Some of these matters seem well in hand: the foothold in artificial intelligence, underwritten by the $500-million commitment to the Kempner Institute; new resources for research and teaching on climate change and sustainability, now anchored by a new vice provost.

On other matters, it would be intriguing to know what the Corporation deliberations amount to. How does Harvard propose to deal with the costs of higher education (or is this code for more online education, particularly of the professional or continuing sort, in which case it is really a revenue matter)? Beyond the cell-manufacturing facility now being fitted out in Watertown, and crisis-driven, collaborative COVID-19 research, how is the life-sciences ecosystem, much bruited-about, evolving to be greater than the individual strengths of separate universities, research institutes, commercial enterprises, and often fractious hospitals? And what is the real potential for the Harvard-MIT relationship? Does Harvard expect to clone its new engineering and applied sciences facilities, in billion-dollar increments, while endlessly racing behind MIT in augmenting its computing faculty? Or has the time come to move beyond one-off collaborations like the Broad Institute (genomics) and nascent work in quantum science?

Finally, to take an issue that is perhaps both best and least understood in the Harvard community at large, what is the Allston strategy? Beginning in the 1980s, when the first properties were assembled, the rationale was to bank land for the next century or more of academic growth. Today, after Harvard has finally opened its first applied-sciences complex (and committed to moving the American Repertory Theater across the river), the enterprise resembles an enormous commercial real estate development, with an initial couple of million square feet of housing, hotel, a Harvard conference center, and office and lab buildings (see harvardmag.com/allston-erc-22 for the latest), with much more to come a decade or two hence. Has the academic ambition faded, or has it morphed in ways not yet perceived beyond Loeb House and Mass Hall?
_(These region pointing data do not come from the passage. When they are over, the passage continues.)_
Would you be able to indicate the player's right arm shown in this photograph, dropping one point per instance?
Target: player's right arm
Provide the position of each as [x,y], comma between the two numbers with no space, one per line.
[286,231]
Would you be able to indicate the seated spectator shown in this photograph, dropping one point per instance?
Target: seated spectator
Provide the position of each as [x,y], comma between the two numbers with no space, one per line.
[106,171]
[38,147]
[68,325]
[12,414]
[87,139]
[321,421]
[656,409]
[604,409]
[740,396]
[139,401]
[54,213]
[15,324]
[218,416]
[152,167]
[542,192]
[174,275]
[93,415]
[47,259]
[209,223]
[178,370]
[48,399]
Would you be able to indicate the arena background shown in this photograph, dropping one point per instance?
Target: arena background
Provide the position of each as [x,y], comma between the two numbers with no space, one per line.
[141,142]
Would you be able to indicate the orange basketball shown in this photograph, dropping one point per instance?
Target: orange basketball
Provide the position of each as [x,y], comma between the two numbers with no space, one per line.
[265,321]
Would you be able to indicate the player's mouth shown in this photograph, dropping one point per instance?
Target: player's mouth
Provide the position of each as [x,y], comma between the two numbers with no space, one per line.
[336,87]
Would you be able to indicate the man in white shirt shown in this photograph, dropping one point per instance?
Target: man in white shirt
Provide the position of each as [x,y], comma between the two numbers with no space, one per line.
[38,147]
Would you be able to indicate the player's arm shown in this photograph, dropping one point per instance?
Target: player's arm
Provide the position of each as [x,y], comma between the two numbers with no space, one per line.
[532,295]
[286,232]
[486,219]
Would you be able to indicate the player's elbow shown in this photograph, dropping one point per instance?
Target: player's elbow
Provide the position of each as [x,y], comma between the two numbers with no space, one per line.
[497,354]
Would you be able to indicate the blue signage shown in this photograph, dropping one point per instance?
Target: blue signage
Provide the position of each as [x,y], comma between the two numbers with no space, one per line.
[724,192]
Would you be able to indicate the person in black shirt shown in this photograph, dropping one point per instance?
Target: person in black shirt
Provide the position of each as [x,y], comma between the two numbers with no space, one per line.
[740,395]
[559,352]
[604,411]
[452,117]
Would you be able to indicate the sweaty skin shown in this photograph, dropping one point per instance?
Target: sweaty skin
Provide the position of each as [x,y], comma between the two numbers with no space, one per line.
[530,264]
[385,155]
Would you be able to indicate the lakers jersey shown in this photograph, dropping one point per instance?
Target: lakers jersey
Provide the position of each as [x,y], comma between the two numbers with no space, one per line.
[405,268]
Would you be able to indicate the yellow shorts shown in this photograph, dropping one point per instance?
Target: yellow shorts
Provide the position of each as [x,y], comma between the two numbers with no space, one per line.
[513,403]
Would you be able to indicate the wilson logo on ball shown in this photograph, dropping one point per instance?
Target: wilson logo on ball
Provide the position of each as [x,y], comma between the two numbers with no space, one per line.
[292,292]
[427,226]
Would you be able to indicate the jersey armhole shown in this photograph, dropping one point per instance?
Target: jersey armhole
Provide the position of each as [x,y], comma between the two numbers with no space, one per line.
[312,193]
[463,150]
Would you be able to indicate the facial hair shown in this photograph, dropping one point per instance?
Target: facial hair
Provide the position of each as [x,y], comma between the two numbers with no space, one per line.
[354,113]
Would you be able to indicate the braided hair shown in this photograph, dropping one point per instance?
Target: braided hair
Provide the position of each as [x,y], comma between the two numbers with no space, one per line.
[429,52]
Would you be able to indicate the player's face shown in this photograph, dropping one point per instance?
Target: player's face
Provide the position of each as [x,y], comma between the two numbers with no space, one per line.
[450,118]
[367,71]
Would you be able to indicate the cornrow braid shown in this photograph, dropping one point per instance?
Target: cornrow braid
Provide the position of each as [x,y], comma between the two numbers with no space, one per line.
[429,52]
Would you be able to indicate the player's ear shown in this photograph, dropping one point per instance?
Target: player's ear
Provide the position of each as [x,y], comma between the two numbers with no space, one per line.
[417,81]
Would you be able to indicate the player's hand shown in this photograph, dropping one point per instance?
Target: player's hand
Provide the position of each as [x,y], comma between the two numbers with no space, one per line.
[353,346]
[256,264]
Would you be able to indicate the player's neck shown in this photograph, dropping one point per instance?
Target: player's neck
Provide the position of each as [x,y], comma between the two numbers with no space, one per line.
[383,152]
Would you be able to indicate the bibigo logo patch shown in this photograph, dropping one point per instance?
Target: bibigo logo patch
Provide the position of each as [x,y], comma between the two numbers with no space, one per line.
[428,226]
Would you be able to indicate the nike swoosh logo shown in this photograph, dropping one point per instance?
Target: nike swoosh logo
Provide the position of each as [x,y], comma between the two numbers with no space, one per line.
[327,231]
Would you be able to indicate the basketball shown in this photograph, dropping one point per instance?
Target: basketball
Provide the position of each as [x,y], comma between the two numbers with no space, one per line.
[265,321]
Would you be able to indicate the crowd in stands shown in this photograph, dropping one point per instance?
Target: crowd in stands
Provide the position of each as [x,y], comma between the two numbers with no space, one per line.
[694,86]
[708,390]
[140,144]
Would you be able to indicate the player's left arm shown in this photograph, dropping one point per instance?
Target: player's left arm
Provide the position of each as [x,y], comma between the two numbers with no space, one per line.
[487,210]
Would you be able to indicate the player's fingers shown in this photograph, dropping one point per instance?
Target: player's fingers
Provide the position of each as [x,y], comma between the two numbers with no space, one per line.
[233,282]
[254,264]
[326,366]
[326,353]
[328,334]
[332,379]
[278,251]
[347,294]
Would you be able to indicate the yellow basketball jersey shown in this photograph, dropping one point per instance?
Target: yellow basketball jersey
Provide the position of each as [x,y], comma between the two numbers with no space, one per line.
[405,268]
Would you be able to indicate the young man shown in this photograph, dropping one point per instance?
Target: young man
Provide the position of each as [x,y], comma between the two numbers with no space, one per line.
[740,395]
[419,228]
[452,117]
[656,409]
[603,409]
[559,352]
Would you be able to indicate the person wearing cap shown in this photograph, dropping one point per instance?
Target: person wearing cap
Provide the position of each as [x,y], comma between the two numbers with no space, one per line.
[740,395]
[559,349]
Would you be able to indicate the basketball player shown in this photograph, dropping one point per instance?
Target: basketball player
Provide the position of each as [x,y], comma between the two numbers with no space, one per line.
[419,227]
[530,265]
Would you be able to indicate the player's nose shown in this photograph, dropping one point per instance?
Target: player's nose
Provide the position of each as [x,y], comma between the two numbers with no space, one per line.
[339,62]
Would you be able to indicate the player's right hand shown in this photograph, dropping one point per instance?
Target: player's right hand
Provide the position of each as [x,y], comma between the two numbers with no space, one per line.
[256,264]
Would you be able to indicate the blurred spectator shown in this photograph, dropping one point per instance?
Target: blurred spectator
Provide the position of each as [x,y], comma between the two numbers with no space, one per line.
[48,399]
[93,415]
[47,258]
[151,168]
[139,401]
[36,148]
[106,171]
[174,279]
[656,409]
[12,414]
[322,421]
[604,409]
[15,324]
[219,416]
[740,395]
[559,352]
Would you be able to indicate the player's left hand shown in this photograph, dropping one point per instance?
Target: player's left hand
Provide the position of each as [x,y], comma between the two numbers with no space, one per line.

Or is the hope that for-profit development will yield financial returns, much as MIT’s Kendall Square portfolio does, to underwrite the University’s academic operations?

The fact that most Harvard people don’t have a clearer view of what is intended—after decades of work, at least a couple billion dollars of investment, and substantial commitments of Corporation and administration time—suggests an incomplete delivery on the third objective of governance reform: communications. Absent some sense of the Corporation’s strategic decisions (rather than just a broad sense of its interests), its work is unfinished. An effective strategy is widely disseminated, understood, and—in healthy organizations—embraced, so everyone knows which way the future lies, and why.

This is, perhaps, a lot to lay at the feet of Penny Pritzker, the new senior fellow—especially given her leadership of the search for the successor to President Lawrence S. Bacow (read more here). But it is also an opportunity. Defining and articulating Harvard’s objectives—what is Allston for; how should University investment be balanced between facilities and faculty?—might be especially clarifying as the search proceeds, for the Corporation and the candidates alike.

 *      *     *

Readers who pay exceptionally close attention to this magazine may notice atop the table of contents for this issue that this is Volume 125, Number 1. This indeed marks the quasquicentennial year (as the lexicographers like to call it) of Harvard Magazine and its predecessors. We are proud to carry on the tradition of serving you with independent news coverage, in-depth features, and human-interest stories about an important institution and the fascinating alumni, faculty, staff, and students who make it so.

In that spirit, at this landmark anniversary, it is a privilege and pleasure to thank you for your continuing interest and support, and to renew our promise to deliver the best Crimson content possible in the years ahead.